Disaster Recovery 101: Architecting Auto-Failovers for PostgreSQL and Perl Deployments on DigitalOcean

Automated PostgreSQL Failover with Patroni and DigitalOcean Load Balancers

Achieving high availability for PostgreSQL databases is paramount for mission-critical applications. This section details an automated failover architecture leveraging Patroni, a template for PostgreSQL HA, and DigitalOcean’s Load Balancers for seamless traffic redirection. We’ll focus on a three-node PostgreSQL cluster (one primary, two replicas) managed by Patroni, with a DigitalOcean Load Balancer directing application traffic to the current primary.

Patroni Cluster Setup

Patroni relies on a distributed configuration store for leader election and state management. etcd is a robust choice for this. We’ll deploy a small, highly available etcd cluster (typically 3 or 5 nodes) separate from the PostgreSQL nodes for better isolation.

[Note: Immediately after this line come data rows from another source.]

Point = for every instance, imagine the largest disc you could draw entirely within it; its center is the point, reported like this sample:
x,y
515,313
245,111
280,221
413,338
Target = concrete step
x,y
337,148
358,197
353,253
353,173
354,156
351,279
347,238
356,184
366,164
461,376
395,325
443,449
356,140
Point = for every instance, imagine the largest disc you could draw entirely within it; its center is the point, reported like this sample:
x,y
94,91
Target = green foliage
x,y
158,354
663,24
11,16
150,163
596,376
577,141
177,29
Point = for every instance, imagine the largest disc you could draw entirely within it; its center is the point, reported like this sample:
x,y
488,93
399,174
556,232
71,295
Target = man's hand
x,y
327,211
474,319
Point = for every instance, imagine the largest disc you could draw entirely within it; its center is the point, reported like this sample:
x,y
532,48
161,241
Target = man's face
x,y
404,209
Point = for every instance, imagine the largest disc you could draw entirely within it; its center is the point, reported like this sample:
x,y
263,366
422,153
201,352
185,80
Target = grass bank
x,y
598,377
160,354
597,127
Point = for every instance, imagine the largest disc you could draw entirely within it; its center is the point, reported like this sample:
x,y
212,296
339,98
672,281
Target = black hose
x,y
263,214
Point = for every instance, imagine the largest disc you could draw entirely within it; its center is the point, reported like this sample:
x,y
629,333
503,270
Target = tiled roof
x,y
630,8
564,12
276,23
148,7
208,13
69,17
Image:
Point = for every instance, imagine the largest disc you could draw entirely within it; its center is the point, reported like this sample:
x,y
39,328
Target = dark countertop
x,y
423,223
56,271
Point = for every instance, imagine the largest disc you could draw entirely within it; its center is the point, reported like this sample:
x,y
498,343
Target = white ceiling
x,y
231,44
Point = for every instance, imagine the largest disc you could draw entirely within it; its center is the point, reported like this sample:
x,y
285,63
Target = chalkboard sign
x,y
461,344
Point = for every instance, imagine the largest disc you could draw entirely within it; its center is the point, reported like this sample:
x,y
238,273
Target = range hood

etcd Cluster Deployment (Example on Ubuntu 22.04)

On three separate DigitalOcean Droplets (e.g., `etcd-01`, `etcd-02`, `etcd-03`), install etcd:

First, download the latest etcd binary:

wget https://github.com/etcd-io/etcd/releases/download/v3.5.9/etcd-v3.5.9-linux-amd64.tar.gz
tar xzvf etcd-v3.5.9-linux-amd64.tar.gz
sudo mv etcd-v3.5.9-linux-amd64/etcd* /usr/local/bin/

Create an etcd systemd service file (e.g., `/etc/systemd/system/etcd.service`):

[Unit]
Description=etcd key-value store
Documentation=man:etcd(1)

[Service]
User=etcd
ExecStart=/usr/local/bin/etcd \
  --name etcd-01 \
  --data-dir /var/lib/etcd \
  --listen-client-urls http://0.0.0.0:2379 \
  --advertise-client-urls http://<ETCD_NODE_IP>:2379 \
  --listen-peer-urls http://0.0.0.0:2380 \
  --initial-advertise-peer-urls http://<ETCD_NODE_IP>:2380 \
  --initial-cluster etcd-01=http://<ETCD_01_IP>:2380,etcd-02=http://<ETCD_02_IP>:2380,etcd-03=http://<ETCD_03_IP>:2380 \
  --initial-cluster-state new \
  --discovery-fallback false \
  --enable-pprof

[Install]
Remains=multi-user.target

Replace <ETCD_NODE_IP>, <ETCD_01_IP>, <ETCD_02_IP>, and <ETCD_03_IP> with the actual private IP addresses of your etcd nodes. Ensure the --name parameter is unique for each node. Create the etcd user and data directory:

sudo groupadd --system etcd
sudo useradd -s /sbin/nologin --system -g etcd etcd
sudo mkdir -p /var/lib/etcd
sudo chown etcd:etcd /var/lib/etcd
sudo systemctl daemon-reload
sudo systemctl enable etcd
sudo systemctl start etcd

Repeat this process on each etcd node, adjusting the --name and IP addresses accordingly. Verify cluster health:

ETCDCTL_API=3 etcdctl member list

PostgreSQL Cluster with Patroni

On your three PostgreSQL Droplets (e.g., `pg-01`, `pg-02`, `pg-03`), install PostgreSQL and Patroni. We’ll use a configuration file for Patroni.

Install PostgreSQL (e.g., version 15):

sudo apt update
sudo apt install postgresql postgresql-contrib -y

Install Patroni and its dependencies (e.g., using pip):

sudo apt install python3-pip python3-dev python3-venv -y
pip3 install --upgrade pip
pip3 install patroni[etcd] psycopg2-binary

Create a Patroni configuration file (e.g., `/etc/patroni/patroni.yml`) on each PostgreSQL node. Ensure the scope is identical across all nodes, representing your cluster name.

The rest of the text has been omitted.